A parking brake (also known as an emergency) is part of the vehicle’s braking system. You will see a lever inside the car, often by the center console, which may be engaged when needed. Because of this lever, another term that is also used to describe the system is a handbrake.
What a Parking Brake Does
The original designation for a parking brake was to stop the vehicle if the main brake system should fail, which is why it was known as an emergency brake. In modern vehicles, the emergency brake isn’t very effective at this task because it cannot adequately stop the vehicle with the small amount of force applied. The parking brake is connected to the rear brakes, which do not exert as much force in braking as the front brakes and will do little to stop a vehicle moving at high speeds.
Most modern applications of the parking brake is to ensure that a parked vehicle stays in place, especially on hills and other declines. When engaged, it locks the wheels in place and works with the parking pawl to ensure that the vehicle doesn’t roll away. While a parking brake isn’t required to be engaged for the vehicle to stay stopped, it works to prevent your vehicle from rolling, especially on steep inclines, and to reduce stress on the transmission. This is why manufacturers recommend using the parking brake even when the driver doesn’t feel like he or she needs it.
When a vehicle’s gear shift is put into Park position, a parking pawl is engaged in the transmission. This is a pin that locks the gears into place to prevent them from rotating. The pawl stays in place until the gear shift is moved out of the Park position. The problem with relying on this mechanism for the vehicle is that it puts stress on the transmission constantly, which can result in eventual failure. Manufacturers recommend engaging the parking pawl after using the parking brake. The brake provides additional security and reduces the amount of stress on the transmission and driveline components to prevent costly repairs and parking failure.
Components of a Parking Brake
The typical parking brake has fewer components than the main brake system. They include variations of the following:
- A lever to engage and disengage the parking brake, found within the cabin of the vehicle
- Steel cables to connect to the main brakes of the vehicle located in the rear, often called a parking brake equalizer
The cable system features a “Y” design that allows a set of cables to be connected to each rear brake. A separate cable attaches to the equalizer or “Y” connection and the lever inside the vehicle. Often, these cables are contained inside an outer shell or shielded. The lever may have a separate button to deactivate the emergency brake.

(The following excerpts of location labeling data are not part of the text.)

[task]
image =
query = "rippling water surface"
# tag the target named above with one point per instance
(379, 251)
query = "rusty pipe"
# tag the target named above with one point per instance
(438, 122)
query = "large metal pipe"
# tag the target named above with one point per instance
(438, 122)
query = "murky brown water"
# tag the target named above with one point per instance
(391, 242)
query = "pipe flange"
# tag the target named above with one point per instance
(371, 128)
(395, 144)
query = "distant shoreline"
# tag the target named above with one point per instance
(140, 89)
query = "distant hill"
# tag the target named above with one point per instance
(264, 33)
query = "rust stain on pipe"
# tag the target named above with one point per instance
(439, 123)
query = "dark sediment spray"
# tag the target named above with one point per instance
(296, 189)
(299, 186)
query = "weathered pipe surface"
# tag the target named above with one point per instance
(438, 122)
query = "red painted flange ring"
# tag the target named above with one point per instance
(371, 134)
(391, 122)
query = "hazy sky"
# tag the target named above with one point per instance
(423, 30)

Some foot pedals require you to depress the foot brake twice to deactivate it.
Types of Parking Brakes
There are four basic types of parking brakes:
- Stick lever – found in older models and located under the instrument panel
- Center lever – located between front bucket seats and seen in many newer model vehicles
- Pedal – located on the floor to the left of the other pedals
- Electric or push button – located on console with other controls
How the Parking Brake Works with Various Systems
Because not all braking systems are identical, the differences impact how the parking brake works. Vehicles with automatic transmissions often have parking brakes with automatic releases while some later models require the main brake pedal to be depressed before the transmission can be switched out of park. Anytime Drive or Reverse is selected on the automatic transmission, the parking brake is automatically released. Older models would only require the gear shift to be moved without pressing down on the brake pedal.

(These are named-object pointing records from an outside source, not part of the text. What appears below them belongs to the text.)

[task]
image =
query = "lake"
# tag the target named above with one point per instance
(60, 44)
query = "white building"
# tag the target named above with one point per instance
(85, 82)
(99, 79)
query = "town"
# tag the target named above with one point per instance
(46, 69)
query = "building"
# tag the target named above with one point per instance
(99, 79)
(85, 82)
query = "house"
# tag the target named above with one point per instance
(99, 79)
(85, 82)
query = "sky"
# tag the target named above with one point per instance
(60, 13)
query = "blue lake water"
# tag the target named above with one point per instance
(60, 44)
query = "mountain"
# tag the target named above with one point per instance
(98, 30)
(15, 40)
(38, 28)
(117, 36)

The parking brake will press against rear drum brakes mechanically with a force that is less than what is used with the main braking system. With disc brakes, the emergency brake activates the calipers or a small drum brake that is contained within the hub of the disc. Larger vehicles often come with power-operated parking brakes or ones that are power assisted. The driver will pull the lever and hydraulic pressure is allowed into the brake cylinder, applying force to the brake shoes. This is an added safety mechanism that is often seen on commercial vehicles.
A recent development in parking brakes is the electric parking brake. It functions much the same way as the traditional parking brake, except that it engages at a push or pull of a button instead of using a mechanical lever. The more advanced designs even use a motor that is controlled by a computer to engage the parking brake. Some high-end luxury models have a system that automatically engages the parking brake when the engine is stopped. It is released once the gas pedal is pressed with no other human intervention necessary.
Issues with the Parking Brake
One of the main issues with the parking brake for owners is corrosion. When the parking brake is not engaged on a regular basis, it begins to corrode. Shielded cables are especially vulnerable because water and road debris gets trapped in the outer shell. You won’t realize there is a problem until you need the brake, which is why regular inspection is important. It is also recommended that you use your parking brake every time you park to keep it in working order.
With regular inspection and maintenance, you may never need to replace your parking brake. You want to ensure it is in good working order in case you must rely on it for any reason.